これらの考察から、自治体Aよりも自治体B・Cの施策のほうが優れている可能性がありますが、現実的には、各自治体の事情(保健指導をするのに必要な担当者の人数リソースなどの)を考慮して決定する必要があります。例えば自治体Aにおいて、限られた担当者リソース(数人)しかいないと仮定します。この状態で自治体B・自治体Cと全く同じ施策をそのまま実施すると、急激に保健指導しなくてはならない人数が増えるため、リソースが逼迫してしまう可能性があります。

このような場合を想定して、再構成機能により、自治体A・B・Cの施策を考慮した新しい候補を生成してみましょう。

3.1.5 新たな施策候補の自動生成

それでは新しい施策候補を自動生成してみましょう。トップ画面から、「新規施策」ボタンをクリックし、先ほどとは異なる名前として「自治体Aの自動生成」等を入力します。

後は先ほどの同様の手順で進んでいきますが、再構成モードを選択する箇所のみ、先ほどと異なり「On」とします。

  • 設定
    • 再構成モード:「On」を選択します。
    • その他は、同様にファイルは同一のものを選択します。

3.1.6 自動生成した施策を対象にしたシミュレーションの結果の表示

先ほどと同様にトップ画面に戻ります。緑色の「SUCCESS」表示になりシミュレーションが正常に完了したことを確認できたら、「変更」をクリックし、さらに画面上部の「施策評価」タブをクリックすることで、シミュレーションの結果が確認できます。

シミュレーションの結果、自治体A・B・Cの施策を元にして多数の候補が自動生成され、先程と同様に5つの観点での効果が算出されています。生成された候補には、"新たな施策候補0","新たな施策候補1",...といった名前が自動で付与されています。

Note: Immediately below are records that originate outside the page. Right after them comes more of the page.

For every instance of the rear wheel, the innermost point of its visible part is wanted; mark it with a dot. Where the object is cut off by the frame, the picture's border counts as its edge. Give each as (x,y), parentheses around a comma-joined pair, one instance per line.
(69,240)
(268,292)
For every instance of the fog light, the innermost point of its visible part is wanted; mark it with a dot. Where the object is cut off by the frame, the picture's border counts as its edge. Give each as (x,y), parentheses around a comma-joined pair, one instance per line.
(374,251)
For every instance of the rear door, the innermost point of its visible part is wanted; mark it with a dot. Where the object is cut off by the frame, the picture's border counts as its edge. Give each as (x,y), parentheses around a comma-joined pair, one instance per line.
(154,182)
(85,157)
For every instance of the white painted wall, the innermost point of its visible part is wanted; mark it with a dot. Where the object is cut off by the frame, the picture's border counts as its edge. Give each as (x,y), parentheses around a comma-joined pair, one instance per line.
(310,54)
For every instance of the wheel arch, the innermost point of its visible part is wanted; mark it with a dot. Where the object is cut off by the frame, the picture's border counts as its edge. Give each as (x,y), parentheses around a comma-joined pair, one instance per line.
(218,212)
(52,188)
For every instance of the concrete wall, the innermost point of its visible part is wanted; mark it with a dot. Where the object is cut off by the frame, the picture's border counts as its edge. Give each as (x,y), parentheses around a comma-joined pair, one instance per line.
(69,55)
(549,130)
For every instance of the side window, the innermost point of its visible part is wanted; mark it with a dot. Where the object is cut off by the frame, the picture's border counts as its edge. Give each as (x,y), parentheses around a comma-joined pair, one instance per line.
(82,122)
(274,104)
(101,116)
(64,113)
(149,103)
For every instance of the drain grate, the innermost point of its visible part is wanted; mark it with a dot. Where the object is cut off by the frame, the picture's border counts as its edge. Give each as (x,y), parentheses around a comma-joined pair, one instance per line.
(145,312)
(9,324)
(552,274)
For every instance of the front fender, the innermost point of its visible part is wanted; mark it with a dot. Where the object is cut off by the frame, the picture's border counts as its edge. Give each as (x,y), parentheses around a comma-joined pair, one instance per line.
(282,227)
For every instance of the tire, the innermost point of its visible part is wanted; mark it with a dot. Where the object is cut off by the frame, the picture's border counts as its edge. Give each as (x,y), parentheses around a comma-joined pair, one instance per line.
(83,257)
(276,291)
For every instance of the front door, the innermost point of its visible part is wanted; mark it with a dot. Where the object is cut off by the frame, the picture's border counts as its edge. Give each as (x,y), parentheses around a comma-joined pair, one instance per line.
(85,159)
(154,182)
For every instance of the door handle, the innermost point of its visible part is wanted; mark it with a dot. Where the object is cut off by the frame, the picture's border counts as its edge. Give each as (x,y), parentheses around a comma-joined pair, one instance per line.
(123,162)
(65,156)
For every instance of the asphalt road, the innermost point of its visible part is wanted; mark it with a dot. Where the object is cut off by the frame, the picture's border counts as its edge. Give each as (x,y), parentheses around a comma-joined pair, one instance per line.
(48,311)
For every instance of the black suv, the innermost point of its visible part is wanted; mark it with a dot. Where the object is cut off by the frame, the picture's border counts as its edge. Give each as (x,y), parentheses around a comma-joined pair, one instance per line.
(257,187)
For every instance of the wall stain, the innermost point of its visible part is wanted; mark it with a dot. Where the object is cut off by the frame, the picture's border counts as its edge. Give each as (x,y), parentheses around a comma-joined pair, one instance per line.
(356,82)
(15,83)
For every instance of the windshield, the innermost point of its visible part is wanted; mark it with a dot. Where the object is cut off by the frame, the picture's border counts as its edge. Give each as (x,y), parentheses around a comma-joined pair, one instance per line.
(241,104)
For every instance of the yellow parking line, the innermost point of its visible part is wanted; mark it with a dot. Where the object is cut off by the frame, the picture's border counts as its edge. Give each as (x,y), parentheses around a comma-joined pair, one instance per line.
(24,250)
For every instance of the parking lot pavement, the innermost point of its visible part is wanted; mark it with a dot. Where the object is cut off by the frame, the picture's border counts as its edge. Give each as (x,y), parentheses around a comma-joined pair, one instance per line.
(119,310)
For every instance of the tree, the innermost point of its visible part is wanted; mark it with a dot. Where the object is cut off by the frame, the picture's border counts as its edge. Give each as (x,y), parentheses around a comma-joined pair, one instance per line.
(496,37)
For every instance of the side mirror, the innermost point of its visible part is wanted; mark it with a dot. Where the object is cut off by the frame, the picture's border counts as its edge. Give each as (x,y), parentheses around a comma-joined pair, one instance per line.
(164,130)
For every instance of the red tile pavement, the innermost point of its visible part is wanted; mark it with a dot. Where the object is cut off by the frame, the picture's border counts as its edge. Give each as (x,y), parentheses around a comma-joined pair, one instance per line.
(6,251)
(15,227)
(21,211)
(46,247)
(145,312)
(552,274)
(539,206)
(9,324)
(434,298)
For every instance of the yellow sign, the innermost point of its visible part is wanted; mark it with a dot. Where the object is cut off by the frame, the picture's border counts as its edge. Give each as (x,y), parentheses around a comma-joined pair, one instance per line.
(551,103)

また結果から、以下のような考察をすることができます。

  • 評価結果一覧」の部分で、「保健指導数」をクリックして昇順にソートする。自治体Aの施策を実施した場合では、保健指導ができる人数が非常に少ない。それに対し自動生成された候補では幅広い様々な選択肢を有しており、より多くの保健指導が可能となる候補も存在している。 ここで現実のリソースを考慮し、例えば保健指導数の値が自治体Aと自治体Cの間になるような候補に着目するとする。
  • 次に「詳細比較」により、自治体Aと着目した候補を複数選択し、結果を比較する。例えば候補のうち1つを詳細に確認すると、自治体Aと基本的には類似した内容になっているが、フローの前半の条件が自治体Cのものに変更されていることがわかる。
  • 目標指標散布図」の部分で、Y軸を保健指導数/X軸を医療費節減効果と設定した場合を見ると、さきほどと同じく医療費節減効果と保健指導数はおおむね正の相関関係にある。左下のほうに自治体A、真ん中のほうに自治体C、右上のほうに自治体Bがあるが、それらを埋める形で自動生成された施策が多数存在している。

これらの考察から、それぞれの自治体の特徴が考慮された候補が自動生成されており、現実のリソースを考慮しながら、よりよい自治体Aの施策を検討できることがわかります。